3年目で出た、同棲の話
編集K:遠距離だし、同棲も正直難しいですよね。
アン:それが、付き合って3年目くらいで同棲の話が出たのよ。当時勤めていた職場に不満があった彼から「東京の会社に転職するからいっしょに住まないか」と提案されたの。
編集K:いいじゃないですか!都内に同棲!結婚にも近づく気がします。
アン:私もそう思った。でも、一向に転職活動を始めないのよ。このころから愚痴も増えて、ちょっとだけ苦痛だった。
編集K:やっと会えたのに愚痴ばっかりはキツいなぁ。
アン:だから「転職活動はどんな感じなの?」「早くいっしょに暮らしたいね」って逐一伝えるようにしてた。
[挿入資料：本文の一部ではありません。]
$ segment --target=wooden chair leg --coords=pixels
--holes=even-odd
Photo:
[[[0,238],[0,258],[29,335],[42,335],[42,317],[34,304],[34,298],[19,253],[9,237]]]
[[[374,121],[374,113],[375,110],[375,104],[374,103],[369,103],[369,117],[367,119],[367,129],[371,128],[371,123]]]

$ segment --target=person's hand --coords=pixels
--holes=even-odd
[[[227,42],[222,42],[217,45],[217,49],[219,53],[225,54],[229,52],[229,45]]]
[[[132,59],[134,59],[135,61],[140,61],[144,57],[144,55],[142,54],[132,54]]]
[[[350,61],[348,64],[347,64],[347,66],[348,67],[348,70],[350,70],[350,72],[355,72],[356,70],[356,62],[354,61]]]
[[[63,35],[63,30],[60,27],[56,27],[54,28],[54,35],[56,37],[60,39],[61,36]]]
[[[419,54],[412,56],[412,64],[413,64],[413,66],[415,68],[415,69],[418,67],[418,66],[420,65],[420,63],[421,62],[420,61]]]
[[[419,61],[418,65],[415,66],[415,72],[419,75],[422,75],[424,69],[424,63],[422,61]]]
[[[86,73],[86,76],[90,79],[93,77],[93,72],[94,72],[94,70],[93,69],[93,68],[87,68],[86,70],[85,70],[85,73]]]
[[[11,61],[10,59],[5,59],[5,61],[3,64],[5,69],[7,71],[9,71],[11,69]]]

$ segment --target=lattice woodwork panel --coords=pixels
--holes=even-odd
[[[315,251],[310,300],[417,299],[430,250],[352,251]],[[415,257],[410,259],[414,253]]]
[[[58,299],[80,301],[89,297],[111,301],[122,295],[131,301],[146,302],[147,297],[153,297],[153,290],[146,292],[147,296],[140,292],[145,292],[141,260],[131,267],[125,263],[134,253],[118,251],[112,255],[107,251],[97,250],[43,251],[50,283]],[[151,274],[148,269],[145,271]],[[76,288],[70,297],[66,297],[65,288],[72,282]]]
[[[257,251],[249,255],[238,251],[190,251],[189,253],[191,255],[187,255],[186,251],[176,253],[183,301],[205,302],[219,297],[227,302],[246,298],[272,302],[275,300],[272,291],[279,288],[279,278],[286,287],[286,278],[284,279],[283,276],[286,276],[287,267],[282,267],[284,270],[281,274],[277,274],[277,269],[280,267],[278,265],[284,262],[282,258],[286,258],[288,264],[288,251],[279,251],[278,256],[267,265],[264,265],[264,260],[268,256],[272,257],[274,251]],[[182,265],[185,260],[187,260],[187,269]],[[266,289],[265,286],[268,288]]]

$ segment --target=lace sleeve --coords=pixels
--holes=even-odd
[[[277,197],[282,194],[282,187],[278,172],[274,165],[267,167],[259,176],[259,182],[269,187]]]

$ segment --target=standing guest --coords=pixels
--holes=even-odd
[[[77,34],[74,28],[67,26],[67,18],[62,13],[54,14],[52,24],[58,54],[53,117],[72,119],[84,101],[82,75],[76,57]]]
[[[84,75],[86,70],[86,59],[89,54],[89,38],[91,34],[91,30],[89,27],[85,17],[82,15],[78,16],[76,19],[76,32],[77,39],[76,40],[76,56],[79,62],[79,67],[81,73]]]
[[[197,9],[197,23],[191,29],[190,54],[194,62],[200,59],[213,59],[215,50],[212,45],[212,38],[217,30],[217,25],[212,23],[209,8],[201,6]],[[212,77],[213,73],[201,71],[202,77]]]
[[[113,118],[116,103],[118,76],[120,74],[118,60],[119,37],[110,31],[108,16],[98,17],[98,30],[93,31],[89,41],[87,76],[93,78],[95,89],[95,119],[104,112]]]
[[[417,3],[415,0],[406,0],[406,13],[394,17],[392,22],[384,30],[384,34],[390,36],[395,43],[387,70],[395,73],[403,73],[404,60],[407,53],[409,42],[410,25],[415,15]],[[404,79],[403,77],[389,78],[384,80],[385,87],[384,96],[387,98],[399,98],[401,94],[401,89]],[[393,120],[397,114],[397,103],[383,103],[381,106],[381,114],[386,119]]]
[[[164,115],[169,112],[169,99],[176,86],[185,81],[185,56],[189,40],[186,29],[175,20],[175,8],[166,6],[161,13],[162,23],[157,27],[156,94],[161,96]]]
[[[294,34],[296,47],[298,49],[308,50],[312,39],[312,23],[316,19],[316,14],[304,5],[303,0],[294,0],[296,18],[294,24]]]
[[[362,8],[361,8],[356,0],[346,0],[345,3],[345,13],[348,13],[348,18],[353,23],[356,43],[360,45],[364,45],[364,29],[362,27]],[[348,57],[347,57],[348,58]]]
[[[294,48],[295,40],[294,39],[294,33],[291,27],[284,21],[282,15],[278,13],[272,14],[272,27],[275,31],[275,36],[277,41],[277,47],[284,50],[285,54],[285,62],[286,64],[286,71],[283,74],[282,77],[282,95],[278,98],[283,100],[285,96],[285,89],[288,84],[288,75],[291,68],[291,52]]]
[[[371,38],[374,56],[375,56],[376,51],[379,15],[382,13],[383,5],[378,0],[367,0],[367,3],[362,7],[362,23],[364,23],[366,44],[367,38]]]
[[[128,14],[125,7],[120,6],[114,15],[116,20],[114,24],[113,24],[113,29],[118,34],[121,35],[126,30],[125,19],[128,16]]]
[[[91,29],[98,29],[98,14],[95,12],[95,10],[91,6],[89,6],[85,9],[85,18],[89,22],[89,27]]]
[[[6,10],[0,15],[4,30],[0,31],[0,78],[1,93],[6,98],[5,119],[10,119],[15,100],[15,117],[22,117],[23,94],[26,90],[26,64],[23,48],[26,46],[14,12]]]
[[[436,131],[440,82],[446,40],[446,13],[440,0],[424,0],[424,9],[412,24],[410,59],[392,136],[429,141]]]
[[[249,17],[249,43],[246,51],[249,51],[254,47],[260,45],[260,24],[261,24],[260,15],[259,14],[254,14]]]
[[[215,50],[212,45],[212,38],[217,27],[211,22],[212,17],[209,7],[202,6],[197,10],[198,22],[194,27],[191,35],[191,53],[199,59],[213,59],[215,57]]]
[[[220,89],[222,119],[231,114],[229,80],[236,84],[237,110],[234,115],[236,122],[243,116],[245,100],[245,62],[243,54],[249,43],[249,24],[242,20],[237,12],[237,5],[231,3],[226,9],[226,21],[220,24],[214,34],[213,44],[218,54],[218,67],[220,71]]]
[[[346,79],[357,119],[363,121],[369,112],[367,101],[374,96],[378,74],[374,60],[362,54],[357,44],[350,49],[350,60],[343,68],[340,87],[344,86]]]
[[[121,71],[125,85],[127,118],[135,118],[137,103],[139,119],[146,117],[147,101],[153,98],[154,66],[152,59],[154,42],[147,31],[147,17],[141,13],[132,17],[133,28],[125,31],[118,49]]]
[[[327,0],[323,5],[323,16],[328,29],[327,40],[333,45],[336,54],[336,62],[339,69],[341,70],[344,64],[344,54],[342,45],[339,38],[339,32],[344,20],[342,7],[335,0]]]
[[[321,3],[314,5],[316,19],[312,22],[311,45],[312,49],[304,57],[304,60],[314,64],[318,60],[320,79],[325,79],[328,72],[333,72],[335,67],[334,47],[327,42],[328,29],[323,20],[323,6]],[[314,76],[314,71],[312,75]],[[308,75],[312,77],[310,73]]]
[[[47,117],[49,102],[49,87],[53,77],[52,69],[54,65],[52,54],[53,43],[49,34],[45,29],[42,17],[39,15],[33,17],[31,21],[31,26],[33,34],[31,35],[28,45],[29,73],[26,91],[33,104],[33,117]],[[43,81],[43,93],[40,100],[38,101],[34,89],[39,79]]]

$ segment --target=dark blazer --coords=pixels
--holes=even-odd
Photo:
そしたら、「実は、地元で転職したいんだ」っていわれちゃって。
編集K:聞いてた話と違う!
アン:「同棲は無理だね」っていったら「アンに長野に来てほしい」って。
編集K:えっなんですかそれ?プロポーズ?
アン:だと思うよね。お互い両親とは会っていて挨拶も済んでたし、指輪だってプレゼントされてたから。産まれてからずっと東京で暮らしてきた私に、長野で生活できるかと聞かれたらちょっと無理があった。でも、結婚するためにはそれくらい我慢しなくちゃって思ったの。
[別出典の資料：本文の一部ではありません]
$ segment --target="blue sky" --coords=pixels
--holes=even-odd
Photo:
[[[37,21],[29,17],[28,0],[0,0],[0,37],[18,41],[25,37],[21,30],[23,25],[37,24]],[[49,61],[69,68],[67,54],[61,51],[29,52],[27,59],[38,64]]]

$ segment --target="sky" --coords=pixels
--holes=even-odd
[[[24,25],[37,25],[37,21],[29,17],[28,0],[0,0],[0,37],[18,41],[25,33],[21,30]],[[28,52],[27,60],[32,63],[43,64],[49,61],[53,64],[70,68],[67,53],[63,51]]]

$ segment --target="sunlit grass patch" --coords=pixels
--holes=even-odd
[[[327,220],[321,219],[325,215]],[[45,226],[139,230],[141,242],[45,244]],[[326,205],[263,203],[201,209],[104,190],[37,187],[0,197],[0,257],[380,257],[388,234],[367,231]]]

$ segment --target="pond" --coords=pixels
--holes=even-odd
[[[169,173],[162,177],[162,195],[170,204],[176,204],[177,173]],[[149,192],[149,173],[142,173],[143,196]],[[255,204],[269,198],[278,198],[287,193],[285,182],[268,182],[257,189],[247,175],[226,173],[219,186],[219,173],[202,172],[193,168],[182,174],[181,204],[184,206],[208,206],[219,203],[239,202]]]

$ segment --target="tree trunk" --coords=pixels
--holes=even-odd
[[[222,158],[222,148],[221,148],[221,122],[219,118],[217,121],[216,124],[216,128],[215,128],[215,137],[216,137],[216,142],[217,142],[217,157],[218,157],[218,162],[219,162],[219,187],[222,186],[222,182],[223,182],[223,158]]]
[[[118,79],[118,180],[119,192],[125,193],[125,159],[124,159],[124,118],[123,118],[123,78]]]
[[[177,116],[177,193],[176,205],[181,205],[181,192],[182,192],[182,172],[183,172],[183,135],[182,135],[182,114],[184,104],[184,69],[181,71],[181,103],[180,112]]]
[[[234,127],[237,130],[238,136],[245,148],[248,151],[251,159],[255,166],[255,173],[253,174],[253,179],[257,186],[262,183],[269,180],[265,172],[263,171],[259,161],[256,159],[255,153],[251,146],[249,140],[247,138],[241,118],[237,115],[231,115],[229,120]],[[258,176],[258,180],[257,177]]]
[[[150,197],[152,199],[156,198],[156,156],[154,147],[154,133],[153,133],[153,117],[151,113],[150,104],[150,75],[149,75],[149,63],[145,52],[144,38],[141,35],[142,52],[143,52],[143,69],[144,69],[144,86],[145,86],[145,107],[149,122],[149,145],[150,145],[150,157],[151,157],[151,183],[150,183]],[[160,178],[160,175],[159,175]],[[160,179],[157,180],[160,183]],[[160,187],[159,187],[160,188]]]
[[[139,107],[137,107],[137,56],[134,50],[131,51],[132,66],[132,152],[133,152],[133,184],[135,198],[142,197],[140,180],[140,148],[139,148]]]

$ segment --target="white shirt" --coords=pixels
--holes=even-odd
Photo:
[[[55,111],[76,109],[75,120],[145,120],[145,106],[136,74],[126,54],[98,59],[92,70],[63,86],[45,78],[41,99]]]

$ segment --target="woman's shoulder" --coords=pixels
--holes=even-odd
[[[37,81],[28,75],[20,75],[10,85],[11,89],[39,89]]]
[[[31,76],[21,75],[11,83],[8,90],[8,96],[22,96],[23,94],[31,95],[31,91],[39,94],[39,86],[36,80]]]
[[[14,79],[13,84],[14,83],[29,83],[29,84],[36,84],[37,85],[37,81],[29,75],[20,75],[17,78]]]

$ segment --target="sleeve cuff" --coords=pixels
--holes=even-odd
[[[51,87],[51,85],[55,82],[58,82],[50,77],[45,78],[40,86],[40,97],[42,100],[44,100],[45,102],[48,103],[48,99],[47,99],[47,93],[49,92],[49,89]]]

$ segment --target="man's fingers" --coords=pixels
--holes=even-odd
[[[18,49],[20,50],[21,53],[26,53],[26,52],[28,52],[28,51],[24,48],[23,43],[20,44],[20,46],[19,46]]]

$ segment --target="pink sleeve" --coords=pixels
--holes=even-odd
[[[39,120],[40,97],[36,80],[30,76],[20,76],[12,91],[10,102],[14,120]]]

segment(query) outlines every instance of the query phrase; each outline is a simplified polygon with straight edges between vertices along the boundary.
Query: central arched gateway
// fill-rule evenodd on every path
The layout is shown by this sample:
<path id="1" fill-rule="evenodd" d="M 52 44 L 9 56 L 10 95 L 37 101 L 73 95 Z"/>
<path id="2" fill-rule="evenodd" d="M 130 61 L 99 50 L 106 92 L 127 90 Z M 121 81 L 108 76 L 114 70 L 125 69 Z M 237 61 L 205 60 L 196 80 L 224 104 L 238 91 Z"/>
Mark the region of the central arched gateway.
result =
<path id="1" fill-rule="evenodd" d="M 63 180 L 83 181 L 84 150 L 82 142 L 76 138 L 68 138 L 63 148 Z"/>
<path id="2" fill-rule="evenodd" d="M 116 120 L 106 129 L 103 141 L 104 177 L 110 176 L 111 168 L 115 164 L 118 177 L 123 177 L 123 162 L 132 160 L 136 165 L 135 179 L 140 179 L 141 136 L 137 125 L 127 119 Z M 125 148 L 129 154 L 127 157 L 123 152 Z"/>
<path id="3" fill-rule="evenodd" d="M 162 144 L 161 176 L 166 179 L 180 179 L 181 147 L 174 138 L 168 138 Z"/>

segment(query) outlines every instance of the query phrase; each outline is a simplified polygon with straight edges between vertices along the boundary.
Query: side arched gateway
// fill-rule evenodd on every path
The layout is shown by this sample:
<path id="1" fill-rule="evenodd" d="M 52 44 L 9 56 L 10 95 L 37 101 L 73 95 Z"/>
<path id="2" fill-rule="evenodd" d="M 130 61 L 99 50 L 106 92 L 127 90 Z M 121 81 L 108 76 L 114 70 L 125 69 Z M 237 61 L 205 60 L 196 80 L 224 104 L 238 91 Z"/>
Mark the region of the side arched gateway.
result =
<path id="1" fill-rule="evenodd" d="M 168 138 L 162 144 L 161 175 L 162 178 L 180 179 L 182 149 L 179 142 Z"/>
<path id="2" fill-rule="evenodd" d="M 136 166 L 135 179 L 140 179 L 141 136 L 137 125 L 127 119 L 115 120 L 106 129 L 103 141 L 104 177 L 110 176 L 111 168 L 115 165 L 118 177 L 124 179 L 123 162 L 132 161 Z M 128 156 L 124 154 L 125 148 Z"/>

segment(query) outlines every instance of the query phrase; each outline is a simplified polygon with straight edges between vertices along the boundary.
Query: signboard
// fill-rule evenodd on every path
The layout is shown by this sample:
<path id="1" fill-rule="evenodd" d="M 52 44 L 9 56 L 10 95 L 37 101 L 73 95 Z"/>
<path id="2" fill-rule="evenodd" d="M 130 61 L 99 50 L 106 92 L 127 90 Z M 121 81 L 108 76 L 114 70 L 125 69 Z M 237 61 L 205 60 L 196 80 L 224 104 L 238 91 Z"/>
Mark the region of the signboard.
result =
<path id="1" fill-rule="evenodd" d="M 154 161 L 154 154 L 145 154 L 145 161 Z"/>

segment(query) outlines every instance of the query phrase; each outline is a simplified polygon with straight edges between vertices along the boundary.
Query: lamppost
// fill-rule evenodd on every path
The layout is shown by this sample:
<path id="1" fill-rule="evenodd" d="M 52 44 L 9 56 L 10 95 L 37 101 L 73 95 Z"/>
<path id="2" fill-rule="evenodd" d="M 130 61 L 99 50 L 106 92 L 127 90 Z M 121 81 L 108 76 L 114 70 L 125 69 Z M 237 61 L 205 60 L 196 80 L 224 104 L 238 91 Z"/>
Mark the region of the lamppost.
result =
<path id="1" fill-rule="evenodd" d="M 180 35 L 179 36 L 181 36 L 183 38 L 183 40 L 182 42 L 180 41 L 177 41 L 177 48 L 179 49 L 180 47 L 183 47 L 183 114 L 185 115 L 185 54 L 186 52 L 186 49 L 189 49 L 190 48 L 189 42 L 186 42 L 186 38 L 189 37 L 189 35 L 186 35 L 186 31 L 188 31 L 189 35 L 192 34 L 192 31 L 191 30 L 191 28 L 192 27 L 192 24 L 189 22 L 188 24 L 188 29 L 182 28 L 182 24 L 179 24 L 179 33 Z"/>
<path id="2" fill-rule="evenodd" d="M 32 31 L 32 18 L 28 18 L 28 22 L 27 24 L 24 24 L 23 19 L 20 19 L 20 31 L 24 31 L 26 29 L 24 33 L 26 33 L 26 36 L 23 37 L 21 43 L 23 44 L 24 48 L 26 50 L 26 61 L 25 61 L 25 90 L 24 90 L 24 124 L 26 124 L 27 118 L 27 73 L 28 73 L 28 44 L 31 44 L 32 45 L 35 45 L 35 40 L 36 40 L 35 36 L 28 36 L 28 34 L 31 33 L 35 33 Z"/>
編集K:アンさんのご両親からは反対されなかったんですか?ひとり娘ですよね?
アン:もちろん、大反対。結婚ならまだしも、同棲というだけで長野には行かせられないっていわれた。ちいさいころから厳しく育てられて、なんでも両親の言いなりになってきた私は、初めて反発した。それで喧嘩して、そのまま彼のいる長野まで新幹線で向かった。
編集K:家出少女…。
アン:でも、そのとき。彼の地元を”これから住むことになる場所”として見たときに、「無理かもしれない」と初めて思った。だって、両親も、友だちも、みんな東京にいるから。3年続けた職場も変えなければいけないしね。知り合いがひとりもいない土地で、慣れない仕事をして、彼とふたり。土地勘もないから休日何をして過ごしていいかわからない。
編集K:彼の友人を紹介してもらえるとしても、それはそれで気をつかいそうですしね。
アン:そうなのよ。でも、最初は彼がいれば良いと思ってた。結婚するんだから、それくらい乗り越えないといけないと思ってたんだよね。